Before expanding your AI product to a new language market, run representative text samples through the tokenizer and compare token counts against your English baseline. If the ratio exceeds 2x, you may need to adjust pricing, reduce system prompt length, or increase context window allocation for that language. Use the model provider's tokenizer tool (like OpenAI's tiktoken) to get exact counts.

Token-Aware Product Design Patterns

Understanding tokenization unlocks specific design patterns that reduce cost, improve latency, and create better user experiences. These are the practical patterns every AI PM should know.

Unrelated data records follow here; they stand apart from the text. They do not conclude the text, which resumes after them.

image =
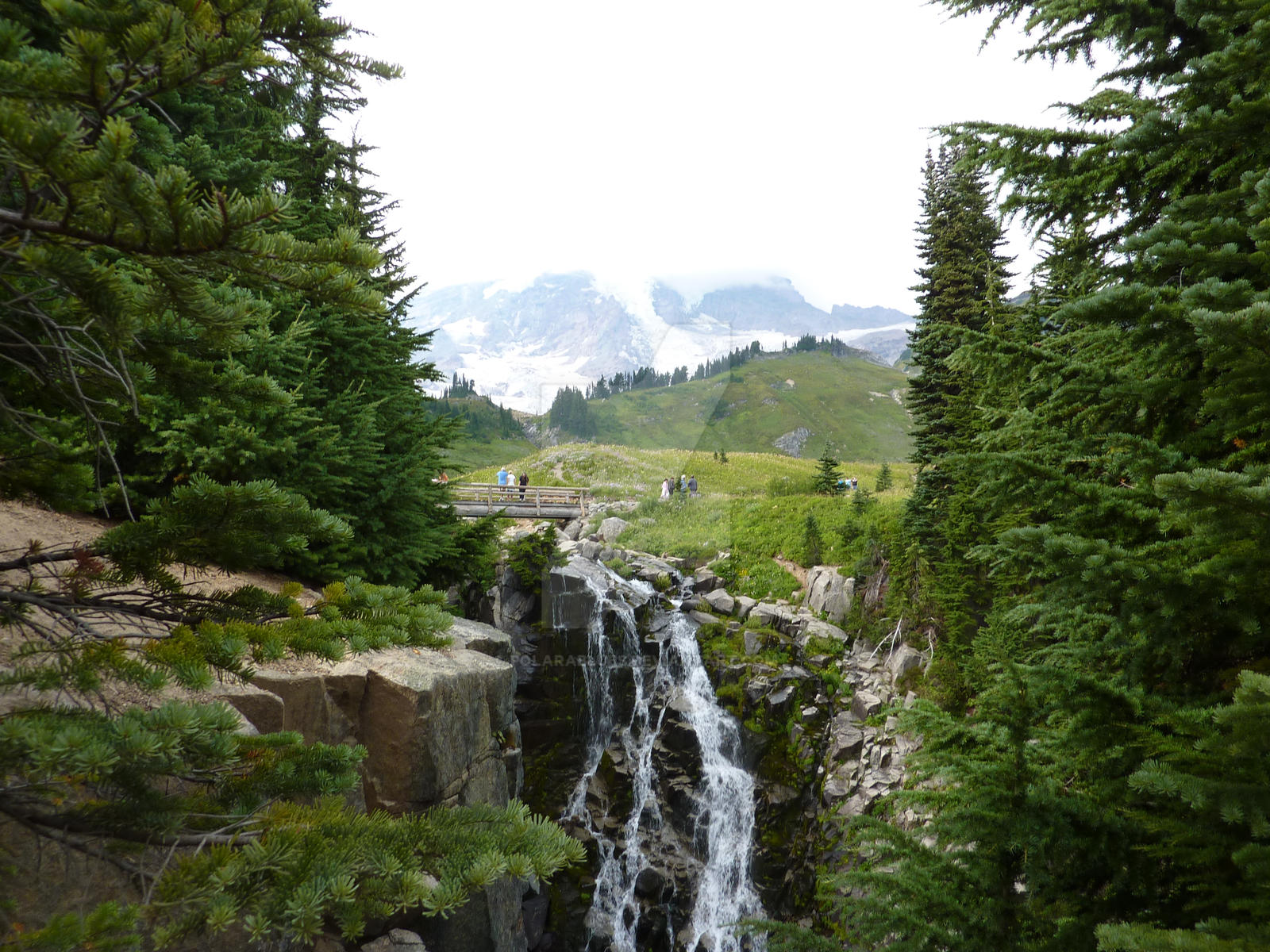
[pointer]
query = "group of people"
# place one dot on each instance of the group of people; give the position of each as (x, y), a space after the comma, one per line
(687, 486)
(507, 479)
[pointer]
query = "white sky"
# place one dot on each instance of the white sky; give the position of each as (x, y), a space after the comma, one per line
(677, 137)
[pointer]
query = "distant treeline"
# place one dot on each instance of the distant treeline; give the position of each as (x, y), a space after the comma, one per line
(480, 418)
(648, 378)
(569, 412)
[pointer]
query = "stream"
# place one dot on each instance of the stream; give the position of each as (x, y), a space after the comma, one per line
(715, 843)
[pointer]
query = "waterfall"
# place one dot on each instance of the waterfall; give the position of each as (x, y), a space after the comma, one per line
(718, 854)
(725, 892)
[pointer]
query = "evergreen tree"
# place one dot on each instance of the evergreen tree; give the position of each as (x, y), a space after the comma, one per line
(829, 478)
(152, 309)
(960, 296)
(569, 412)
(1126, 486)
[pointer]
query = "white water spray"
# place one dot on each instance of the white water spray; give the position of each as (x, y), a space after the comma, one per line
(724, 797)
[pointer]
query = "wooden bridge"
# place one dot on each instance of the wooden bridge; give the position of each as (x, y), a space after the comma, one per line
(518, 501)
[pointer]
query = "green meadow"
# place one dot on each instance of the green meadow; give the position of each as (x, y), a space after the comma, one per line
(753, 509)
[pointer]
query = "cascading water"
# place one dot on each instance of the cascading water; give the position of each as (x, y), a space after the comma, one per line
(718, 854)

Implement token budgets per feature

Assign explicit token budgets to each component of your AI pipeline: system prompt (max 800 tokens), retrieved context (max 2,000 tokens), conversation history (max 3,000 tokens), output (max 1,000 tokens). Monitor actual usage against these budgets. When a component consistently exceeds its budget, optimize it — don't just increase the context window. Token budgets create accountability and prevent cost creep.

Use conversation summarization for long sessions

Instead of sending full conversation history, periodically summarize older messages into a compressed representation. A 20-turn conversation might accumulate 8,000 tokens of history. Summarizing turns 1-15 into a 500-token summary reduces input tokens by 75% while preserving essential context. Implement this as an automatic background process triggered when conversation history exceeds a threshold.

Design output format for token efficiency

If your UI displays structured information, decide whether the model should output JSON (token-expensive but easy to parse) or a minimal structured format (token-efficient but requires custom parsing). For internal AI features where the output feeds another system, consider using delimited plain text instead of JSON — it can reduce output tokens by 40-60% with no loss of information.

Build tokenization into your analytics pipeline

Track token counts per request alongside your standard product metrics. Correlate token usage with user satisfaction, task completion rate, and revenue. You may discover that your highest-cost requests (long context, long output) don't correspond to your highest-value user interactions — creating an opportunity to optimize without affecting the user experience. Add token-per-session and cost-per-session to your product dashboard.

Pre-compute and cache token counts for static content

System prompts, few-shot examples, and knowledge base documents don't change between requests. Pre-compute their token counts so you can accurately predict per-request cost without calling the tokenizer at runtime. This also lets you optimize: if a knowledge base article tokenizes to 3,000 tokens but you only have a 2,000-token retrieval budget, you know in advance to summarize it or split it.